That is not to say the story was an easy birth; it most definitely was not. I have never been so daunted—s& nearly overwhelmed, in fact—by technical details. Now I'll give you what the Reader's Digest likes to call A Personal Glimpse: although I like to think of myself as a literary version of James Brown (the self-styled 'Hardest-Working Man in Show Business'), I am an extremely lazy sod when it comes to research and technical details. I have been twigged again and again by readers and critics (most accurately and humiliatingly by Avram Davidson, who writes for the Chicago Tribune and Fantasy and Science Fiction magazine) for my lapses in these areas. When writing 'Dolan's Cadillac,' I came to realize that this time I could not simply fudge my way through, because the story's entire underpinning depended on various scientific details, mathematical formulae, and the postulates of physics.

If I had discovered this unpalatable truth sooner—before I had roughly 15,000 words already invested in the story of Dolan, Elizabeth, and Elizabeth's Poe-esque husband, that is—I undoubtedly would have consigned 'Dolan's Cadillac' to The Department of Unfinished Stories. But I didn't discover it sooner, I didn't want to stop, and so I did the only thing I could think of I called my big brother and asked for help.

Dave King is what we New Englanders call 'a piece of work,'' a child prodigy with a tested IQ of over 150 (you will find reflections of Dave in Bow-Wow Fornoy's genius brother in 'The End of the Whole Mess') who went through school as if on a rocket-sled, finishing college at eighteen and going right to work as a high-school math teacher at Brunswick High. Many of his remedial algebra students were older than he was. Dave was the youngest man ever to be elected Town Selectman in the state of Maine, and was a Town Manager at the age of twenty-five or so. He is a genuine polymath, a man who knows something about just about everything.

I explained my problems to my brother over the telephone. A week later I received a manila envelope from him and opened it with a sinking heart. I was sure he'd sent me the information I needed, but I was equally sure it would do me no good; my brother's handwriting is absolutely awful.

To my delight, I found a videocassette. When I plugged it in, I saw Dave sitting at a table piled high with dirt. Using several toy Matchbox cars, he explained everything I needed to know, including that wonderfully ominous stuff about the arc of descent. Dave also told me that my protagonist would have to use highway equipment in order to bury Dolan's Cadillac (in the original story he did it by hand), and explained exactly how to jump-start the big machines your local Highway Department is apt to leave around at various road-repair sites. This information was extremely good  . . .  a little too good, in fact. I changed just enough so that if anyone tries it according to the recipe in the story, nothing will happen.
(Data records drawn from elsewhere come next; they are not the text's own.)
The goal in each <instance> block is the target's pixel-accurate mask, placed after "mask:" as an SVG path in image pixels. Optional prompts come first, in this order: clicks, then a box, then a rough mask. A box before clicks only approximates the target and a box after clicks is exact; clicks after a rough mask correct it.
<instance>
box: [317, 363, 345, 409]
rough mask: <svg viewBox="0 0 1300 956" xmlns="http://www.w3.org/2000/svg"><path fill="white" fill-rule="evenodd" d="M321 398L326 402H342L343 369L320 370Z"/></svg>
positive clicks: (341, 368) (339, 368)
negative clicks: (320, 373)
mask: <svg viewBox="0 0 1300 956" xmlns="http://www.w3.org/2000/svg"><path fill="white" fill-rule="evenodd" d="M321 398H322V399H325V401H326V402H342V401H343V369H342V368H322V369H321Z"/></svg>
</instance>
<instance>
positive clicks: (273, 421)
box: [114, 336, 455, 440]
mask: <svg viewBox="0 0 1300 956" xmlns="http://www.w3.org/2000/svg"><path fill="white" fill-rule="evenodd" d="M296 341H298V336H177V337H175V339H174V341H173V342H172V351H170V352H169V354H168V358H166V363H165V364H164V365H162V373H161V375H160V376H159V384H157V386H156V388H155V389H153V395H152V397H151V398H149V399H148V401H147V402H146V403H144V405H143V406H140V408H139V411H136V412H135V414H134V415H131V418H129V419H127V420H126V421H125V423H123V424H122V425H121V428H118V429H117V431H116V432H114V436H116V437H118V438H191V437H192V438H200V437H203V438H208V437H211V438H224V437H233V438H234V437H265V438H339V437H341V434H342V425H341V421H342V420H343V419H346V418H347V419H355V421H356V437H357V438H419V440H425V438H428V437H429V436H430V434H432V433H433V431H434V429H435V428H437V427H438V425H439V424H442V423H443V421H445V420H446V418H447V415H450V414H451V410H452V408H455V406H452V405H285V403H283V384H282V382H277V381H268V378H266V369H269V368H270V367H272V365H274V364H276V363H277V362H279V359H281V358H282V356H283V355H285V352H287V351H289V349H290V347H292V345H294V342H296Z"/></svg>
One last point about this story: when it was finished, I hated it. Absolutely loathed it. It was never published in a magazine; it simply went into one of the cardboard boxes of Bad Old Stuff I keep in the hallway behind my office. A few years later, Herb Yellin, who publishes gorgeous limited editions in his function as head of Lord John Press, wrote and asked if he could do a limited edition of one of my short stories, preferably an unpublished one. Because I love his books, which are small, beautifully made, and often extremely eccentric, I went out into what I think of as the Hallway of Doom and hunted through my boxes to see if there was anything salvageable.

I came across 'Dolan's Cadillac,' and once again time had done its work—it read a lot better than I remembered, and when I sent it to Herb, he agreed enthusiastically. I made further revisions and it was published in a small Lord John Press edition of about five hundred copies. I have revised it again for its appearance here, and have changed my opinion of it enough to have put it in the lead-off position. If nothing else, it's a kind of archetypal horror story, with its mad narrator and its account of a premature burial in the desert. But this particular story really isn't mine anymore; it belongs to Dave King and Herb Yellin. Thanks, guys.